Le contexte : l’intérimaire Youssef B. avait enchainé 3 contrats d’intérimaires au sein de la structure entre 2016 et 2019 et décide de postuler en CDI. Il n’obtient pas le poste sous prétexte de « privilégier des salariés plus jeunes ».
Après une enquête approfondie, les tribunaux rendent leur verdict et les sanctions sont les suivantes :
- 3 000 € d’amende pour discrimination à l’embauche ;
- 16 506,11 € pour la requalification des contrats et le licenciement sans cause réelle et sérieuse ;
- 3 000 € au titre des frais de procédure.
Soit un total de 22 506,11 € à payer à la victime.
Comment prévenir la discrimination à l’embauche : les obligations légales de l’employeur
Prévenir la discrimination à l’embauche commence bien en amont des entretiens, dès la rédaction de l’offre d’emploi et se poursuit tout au long du processus de recrutement.
Un cadre juridique à respecter dès la rédaction de l’offre d’emploi
L’offre d’emploi constitue le premier point de contact avec les candidats. Elle doit respecter les règles de neutralité, sans formulation ni critère subjectif ou excluant.
👉 Mentions interdites : des formulations comme « jeune diplômé », « personne dynamique », « sans contraintes familiales », « de nationalité française » peuvent être considérées comme discriminatoires, sauf si elles sont justifiées objectivement.
💡 Pour aller plus loin, consultez notre guide : Comment rédiger une offre d’emploi conforme et inclusive ?
Des outils et des process pour réduire les biais
Certaines pratiques permettent de réduire activement les risques de discrimination :
- Utilisation d’une grille d’évaluation standardisée, fondée sur les compétences clés du poste ;
- Mise en œuvre de l’entretien structuré, identique pour tous les candidats ;
- Formation des recruteurs à la non-discrimination, obligatoire dans les entreprises de plus de 300 salariés ou si le recrutement est externalisé à un cabinet.
Certaines entreprises vont plus loin en adoptant des dispositifs de recrutement anonyme ou en mettant en place des comités de sélection pluriels, pour limiter l’influence des biais individuels.
Enfin, pour sécuriser et formaliser le processus, il est essentiel de soigner la rédaction de la promesse d’embauche adressée au candidat retenu. Une promesse claire, équitable et conforme au droit permet d’éviter tout malentendu ou litige.
💡 Pour aller plus loin : rédiger une promesse d’embauche conforme
Comment réagir face à une discrimination à l’embauche en tant que candidat ?

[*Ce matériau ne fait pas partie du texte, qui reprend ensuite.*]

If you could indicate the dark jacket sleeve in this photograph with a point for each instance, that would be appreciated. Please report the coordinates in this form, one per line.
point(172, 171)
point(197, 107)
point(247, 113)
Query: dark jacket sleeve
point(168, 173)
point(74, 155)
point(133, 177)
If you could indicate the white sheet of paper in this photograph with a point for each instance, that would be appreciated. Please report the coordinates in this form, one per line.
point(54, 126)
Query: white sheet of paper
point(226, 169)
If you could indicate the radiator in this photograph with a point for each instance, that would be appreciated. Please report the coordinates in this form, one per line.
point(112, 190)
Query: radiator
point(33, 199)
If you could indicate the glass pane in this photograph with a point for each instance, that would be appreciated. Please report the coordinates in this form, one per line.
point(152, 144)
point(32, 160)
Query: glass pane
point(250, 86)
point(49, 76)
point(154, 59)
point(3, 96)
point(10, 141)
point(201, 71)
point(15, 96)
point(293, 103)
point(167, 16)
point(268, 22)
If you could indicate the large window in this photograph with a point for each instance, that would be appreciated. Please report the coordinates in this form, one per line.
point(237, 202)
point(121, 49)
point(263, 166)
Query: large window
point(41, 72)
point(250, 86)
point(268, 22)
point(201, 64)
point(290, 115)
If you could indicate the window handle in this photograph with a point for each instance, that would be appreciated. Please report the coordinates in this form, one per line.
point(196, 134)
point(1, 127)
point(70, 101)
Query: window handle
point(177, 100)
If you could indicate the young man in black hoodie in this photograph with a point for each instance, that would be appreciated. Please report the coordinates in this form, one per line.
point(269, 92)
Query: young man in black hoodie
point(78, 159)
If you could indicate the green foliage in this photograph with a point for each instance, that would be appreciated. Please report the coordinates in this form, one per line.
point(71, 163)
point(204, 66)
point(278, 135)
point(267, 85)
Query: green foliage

Être victime d’une discrimination à l’embauche peut être décourageant, mais des recours existent. Il est important de savoir repérer les signaux faibles et d’agir si nécessaire.
Les signaux d’alerte pendant le processus de recrutement
Même si certaines formes de discrimination sont subtiles, il existe plusieurs signes qui peuvent alerter :
- Commentaires ambigus ou stéréotypés : « vous habitez dans un quartier sensible », « ce poste exige une certaine prestance »…
- Questions déplacées lors de l’entretien : origine, religion, situation familiale, grossesse, etc.
- Refus d’entretien sans justification malgré un profil correspondant parfaitement à l’offre.
Si vous souhaitez plus de détails, nous vous invitons à l’ire l’article de Welcome to the Jungle à ce sujet.
Réagir en cas de discrimination subie
Si vous pensez être victime de discrimination à l’embauche :
- Conservez toutes les preuves : échanges d’emails, offres d’emploi, captures d’écran, comptes-rendus d’entretien, etc.
- Contactez le Défenseur des droits, une autorité indépendante qui peut vous accompagner gratuitement dans la constitution de votre dossier.
- Saisissez le Conseil de prud’hommes si vous avez un contrat de travail ou étiez en intérim, pour obtenir réparation.